Where the house previously stood, now a wind blows. 

Though its first and last plank held, the bridge plunged into the ravine. Given up, left behind with a terrible longing. 

Or thrown overboard and drowned in the middle passage. 

The p and b are testaments of survivors. 

The bodies of letters lying apart from their trauma. 

Cells on opposite sides of a wound draw near and begin to merge. Phantom limb. Though what is absent speaks. 

As I imagine what is nowhere to be found, my own substance grows porous, my life more elusive. 

A glyph, a provocation, and you respond. Art blossoms in the mind. Hey abyss, you still don’t possess all of me. 

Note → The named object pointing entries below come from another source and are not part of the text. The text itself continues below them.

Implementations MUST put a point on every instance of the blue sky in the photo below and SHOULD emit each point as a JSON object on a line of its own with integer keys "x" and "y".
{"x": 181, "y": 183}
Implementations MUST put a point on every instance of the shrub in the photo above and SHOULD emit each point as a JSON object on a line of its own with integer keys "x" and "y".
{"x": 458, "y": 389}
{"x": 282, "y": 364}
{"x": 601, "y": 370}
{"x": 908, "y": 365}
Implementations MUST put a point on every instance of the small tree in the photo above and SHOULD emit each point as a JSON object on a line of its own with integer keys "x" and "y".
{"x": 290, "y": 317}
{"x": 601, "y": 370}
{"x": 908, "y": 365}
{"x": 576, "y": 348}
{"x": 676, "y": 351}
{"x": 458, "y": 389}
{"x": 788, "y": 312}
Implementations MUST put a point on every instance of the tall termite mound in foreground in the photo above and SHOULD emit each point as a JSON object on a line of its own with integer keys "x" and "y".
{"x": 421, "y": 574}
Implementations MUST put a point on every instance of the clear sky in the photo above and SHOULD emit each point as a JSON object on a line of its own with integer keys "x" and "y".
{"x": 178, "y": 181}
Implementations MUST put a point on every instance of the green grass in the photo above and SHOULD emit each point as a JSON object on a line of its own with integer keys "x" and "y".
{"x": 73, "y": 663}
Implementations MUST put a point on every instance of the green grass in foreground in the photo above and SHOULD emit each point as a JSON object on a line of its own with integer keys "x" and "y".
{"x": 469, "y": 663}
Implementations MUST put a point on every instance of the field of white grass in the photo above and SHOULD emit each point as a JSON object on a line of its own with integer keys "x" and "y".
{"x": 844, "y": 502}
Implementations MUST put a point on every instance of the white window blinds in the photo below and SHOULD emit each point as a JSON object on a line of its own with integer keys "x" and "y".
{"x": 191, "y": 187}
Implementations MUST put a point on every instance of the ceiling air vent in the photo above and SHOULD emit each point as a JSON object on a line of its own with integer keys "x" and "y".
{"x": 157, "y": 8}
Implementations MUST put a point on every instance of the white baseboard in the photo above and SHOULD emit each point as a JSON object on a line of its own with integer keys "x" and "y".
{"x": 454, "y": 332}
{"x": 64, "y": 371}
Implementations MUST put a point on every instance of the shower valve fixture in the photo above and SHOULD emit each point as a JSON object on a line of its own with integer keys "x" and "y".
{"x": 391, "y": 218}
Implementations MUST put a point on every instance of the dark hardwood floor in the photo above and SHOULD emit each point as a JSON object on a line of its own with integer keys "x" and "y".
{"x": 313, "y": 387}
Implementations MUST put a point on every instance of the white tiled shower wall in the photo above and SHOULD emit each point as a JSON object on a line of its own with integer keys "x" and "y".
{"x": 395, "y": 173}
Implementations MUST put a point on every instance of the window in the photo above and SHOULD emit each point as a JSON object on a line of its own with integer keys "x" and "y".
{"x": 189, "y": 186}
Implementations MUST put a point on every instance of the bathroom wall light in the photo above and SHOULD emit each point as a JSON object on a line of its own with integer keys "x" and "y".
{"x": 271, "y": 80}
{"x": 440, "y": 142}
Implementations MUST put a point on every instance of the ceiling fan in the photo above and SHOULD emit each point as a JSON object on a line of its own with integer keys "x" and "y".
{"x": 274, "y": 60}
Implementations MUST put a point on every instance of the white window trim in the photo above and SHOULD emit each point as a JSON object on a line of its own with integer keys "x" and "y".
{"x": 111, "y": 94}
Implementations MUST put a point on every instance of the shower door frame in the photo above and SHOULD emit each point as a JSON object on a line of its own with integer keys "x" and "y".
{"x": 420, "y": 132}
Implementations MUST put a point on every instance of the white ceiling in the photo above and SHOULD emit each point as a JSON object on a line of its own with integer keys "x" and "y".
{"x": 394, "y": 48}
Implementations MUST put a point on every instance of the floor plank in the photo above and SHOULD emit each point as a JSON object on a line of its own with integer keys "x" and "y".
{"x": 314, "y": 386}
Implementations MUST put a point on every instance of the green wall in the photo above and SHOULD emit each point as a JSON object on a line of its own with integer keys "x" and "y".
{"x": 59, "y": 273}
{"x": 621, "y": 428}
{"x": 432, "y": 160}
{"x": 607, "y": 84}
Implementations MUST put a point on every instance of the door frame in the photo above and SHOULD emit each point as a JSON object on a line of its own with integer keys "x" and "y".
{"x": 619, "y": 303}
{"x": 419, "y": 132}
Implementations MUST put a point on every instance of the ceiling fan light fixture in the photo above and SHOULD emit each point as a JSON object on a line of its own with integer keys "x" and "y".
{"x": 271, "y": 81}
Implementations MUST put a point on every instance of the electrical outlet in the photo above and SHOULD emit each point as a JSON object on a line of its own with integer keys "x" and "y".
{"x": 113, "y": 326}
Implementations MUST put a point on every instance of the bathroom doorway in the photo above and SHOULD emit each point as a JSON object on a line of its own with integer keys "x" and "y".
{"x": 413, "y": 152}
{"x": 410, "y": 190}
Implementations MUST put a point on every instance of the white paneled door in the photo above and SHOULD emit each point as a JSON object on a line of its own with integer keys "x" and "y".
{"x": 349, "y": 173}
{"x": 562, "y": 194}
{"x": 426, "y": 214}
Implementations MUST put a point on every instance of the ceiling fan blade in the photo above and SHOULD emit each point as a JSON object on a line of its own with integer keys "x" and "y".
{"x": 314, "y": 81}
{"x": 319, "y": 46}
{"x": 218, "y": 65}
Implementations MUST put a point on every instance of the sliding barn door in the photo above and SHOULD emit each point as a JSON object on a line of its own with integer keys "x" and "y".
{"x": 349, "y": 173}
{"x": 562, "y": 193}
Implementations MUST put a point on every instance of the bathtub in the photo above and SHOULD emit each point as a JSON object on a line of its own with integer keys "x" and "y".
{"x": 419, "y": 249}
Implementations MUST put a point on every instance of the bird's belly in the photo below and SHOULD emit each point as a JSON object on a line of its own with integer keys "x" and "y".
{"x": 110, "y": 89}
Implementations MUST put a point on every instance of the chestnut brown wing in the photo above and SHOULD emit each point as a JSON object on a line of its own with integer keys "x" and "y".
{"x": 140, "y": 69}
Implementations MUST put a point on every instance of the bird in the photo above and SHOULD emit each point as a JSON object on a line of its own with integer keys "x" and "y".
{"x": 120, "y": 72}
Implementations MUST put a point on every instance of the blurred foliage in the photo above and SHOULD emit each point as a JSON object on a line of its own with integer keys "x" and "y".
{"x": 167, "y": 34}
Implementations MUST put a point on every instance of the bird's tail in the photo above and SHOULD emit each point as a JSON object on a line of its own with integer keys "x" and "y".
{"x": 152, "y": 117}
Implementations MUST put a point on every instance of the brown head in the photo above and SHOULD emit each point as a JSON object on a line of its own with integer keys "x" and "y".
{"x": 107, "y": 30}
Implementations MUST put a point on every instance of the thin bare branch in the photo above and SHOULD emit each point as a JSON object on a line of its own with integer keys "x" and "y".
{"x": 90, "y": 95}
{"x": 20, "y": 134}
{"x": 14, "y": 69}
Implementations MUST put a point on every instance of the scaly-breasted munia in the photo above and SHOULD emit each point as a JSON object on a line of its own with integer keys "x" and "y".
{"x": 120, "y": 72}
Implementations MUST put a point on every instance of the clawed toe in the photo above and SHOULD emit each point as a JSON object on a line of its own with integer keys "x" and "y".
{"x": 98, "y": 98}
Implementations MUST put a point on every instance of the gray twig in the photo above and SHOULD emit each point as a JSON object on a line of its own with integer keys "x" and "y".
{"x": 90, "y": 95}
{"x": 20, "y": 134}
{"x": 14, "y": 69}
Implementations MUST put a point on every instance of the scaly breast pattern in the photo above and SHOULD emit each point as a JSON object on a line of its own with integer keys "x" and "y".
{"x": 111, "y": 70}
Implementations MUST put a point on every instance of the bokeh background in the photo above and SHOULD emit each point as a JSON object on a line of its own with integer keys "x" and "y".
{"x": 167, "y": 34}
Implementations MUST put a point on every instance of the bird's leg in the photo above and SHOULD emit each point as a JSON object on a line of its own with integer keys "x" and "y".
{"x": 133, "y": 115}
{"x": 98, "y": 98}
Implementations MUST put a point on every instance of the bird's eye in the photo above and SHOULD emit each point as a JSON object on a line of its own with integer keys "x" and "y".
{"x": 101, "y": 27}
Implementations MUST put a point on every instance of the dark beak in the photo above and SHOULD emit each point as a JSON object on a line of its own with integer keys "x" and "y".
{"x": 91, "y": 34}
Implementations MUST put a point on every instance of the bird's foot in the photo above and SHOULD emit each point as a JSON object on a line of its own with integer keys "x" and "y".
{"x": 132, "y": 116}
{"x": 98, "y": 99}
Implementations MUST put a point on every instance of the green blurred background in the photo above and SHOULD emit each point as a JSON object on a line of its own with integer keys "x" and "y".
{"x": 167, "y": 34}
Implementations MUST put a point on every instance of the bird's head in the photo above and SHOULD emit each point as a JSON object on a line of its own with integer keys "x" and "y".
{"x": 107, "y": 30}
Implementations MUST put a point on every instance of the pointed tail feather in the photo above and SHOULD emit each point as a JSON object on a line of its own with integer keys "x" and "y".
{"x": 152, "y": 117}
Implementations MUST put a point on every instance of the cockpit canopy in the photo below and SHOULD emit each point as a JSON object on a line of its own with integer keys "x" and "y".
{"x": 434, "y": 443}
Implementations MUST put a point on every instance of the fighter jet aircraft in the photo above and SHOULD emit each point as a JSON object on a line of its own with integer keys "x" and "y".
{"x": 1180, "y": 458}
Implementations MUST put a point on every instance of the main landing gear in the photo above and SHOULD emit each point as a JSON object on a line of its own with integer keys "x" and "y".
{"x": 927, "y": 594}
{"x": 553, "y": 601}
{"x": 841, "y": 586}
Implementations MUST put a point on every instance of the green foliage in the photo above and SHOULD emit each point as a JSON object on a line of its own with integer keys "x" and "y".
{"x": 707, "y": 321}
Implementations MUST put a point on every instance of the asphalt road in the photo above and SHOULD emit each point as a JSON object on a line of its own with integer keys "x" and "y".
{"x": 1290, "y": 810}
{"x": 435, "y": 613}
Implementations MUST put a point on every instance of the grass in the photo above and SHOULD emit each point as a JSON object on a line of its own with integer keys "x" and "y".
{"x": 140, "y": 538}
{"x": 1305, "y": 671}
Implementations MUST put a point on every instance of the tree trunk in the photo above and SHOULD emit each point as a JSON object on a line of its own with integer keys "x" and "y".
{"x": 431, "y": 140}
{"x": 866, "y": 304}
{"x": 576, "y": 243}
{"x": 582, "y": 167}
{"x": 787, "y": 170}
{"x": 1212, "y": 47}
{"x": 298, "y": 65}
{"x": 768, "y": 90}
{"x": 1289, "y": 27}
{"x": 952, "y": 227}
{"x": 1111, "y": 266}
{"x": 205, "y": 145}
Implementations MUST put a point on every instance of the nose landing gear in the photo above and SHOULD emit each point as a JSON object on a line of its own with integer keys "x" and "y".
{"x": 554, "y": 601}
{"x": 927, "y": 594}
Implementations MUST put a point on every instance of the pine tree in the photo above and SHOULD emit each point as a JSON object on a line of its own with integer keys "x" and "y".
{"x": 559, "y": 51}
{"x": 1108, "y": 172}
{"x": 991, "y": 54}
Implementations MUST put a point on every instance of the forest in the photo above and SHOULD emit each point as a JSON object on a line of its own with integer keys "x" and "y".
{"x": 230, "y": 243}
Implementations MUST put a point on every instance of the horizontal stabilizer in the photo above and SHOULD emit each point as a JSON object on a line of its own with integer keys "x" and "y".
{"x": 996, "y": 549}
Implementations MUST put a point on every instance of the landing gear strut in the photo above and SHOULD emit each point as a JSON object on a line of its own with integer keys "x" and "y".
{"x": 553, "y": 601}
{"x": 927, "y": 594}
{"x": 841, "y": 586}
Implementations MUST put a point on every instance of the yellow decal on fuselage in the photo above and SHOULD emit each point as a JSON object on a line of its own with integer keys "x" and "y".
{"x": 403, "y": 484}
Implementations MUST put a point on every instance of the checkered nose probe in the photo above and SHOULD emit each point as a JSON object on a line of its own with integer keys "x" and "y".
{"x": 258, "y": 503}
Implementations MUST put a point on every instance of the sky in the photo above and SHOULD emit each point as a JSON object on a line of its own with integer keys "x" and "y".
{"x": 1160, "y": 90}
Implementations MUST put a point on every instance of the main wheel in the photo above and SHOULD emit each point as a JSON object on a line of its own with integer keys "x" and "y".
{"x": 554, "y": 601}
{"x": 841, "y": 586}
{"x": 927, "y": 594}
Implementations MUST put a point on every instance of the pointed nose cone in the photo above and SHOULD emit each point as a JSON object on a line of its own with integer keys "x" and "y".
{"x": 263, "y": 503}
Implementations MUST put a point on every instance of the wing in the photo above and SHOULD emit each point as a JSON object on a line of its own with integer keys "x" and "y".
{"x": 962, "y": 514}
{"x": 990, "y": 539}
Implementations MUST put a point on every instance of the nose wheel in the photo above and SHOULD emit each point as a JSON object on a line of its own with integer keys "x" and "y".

Bringing about this call and response. 

How to cure a phantom limb with a mirror? Let yourself see what is there.

 

 

Credit

Copyright © 2020 by Forrest Gander and Kay Rosen. Originally published with the Shelter in Poems initiative on poets.org.

About this Poem

“Looking at artwork for an exhibition at the Tang Museum, I was struck by the image of Kay Rosen’s installation, ‘Phantom Limb.’ I paused as it came to me that the first and last letters of ‘Phantom Limb’ were all that remained of the two words, and so the artwork acted out its subject. Such enactments are exemplary of Rosen’s work. In February 2020, from Petaluma, California, I wrote to Kay Rosen with a draft of the poem, asking for her blessing, which she gave. Between the end of February and the end of May 2020, as my mother died and as the COVID-19 pandemic cut us off from each other and killed more than 100,000 in the United States alone, the rawness of my sense of absence  was overwhelming. In every line of my poem after the first, words containing the P and B of Phantom Limb recur. The stiffly juxtaposed sentences refer to forms of loss, and the boldfaced letters intensify our feeling by connecting each line to Kay Rosen’s artwork.”
Forrest Gander
 

“A phantom limb describes the sensation of a missing limb, as if it were a physical memory of loss. Contradiction between presence and absence also happens in the words: ‘p’ and ‘b,’ inverted letterforms, are present in the written word, but not pronounced, as if the words were spelled ‘f-a-n-t-o-m l-i-m.’ The work can remind us of what and who is missing.”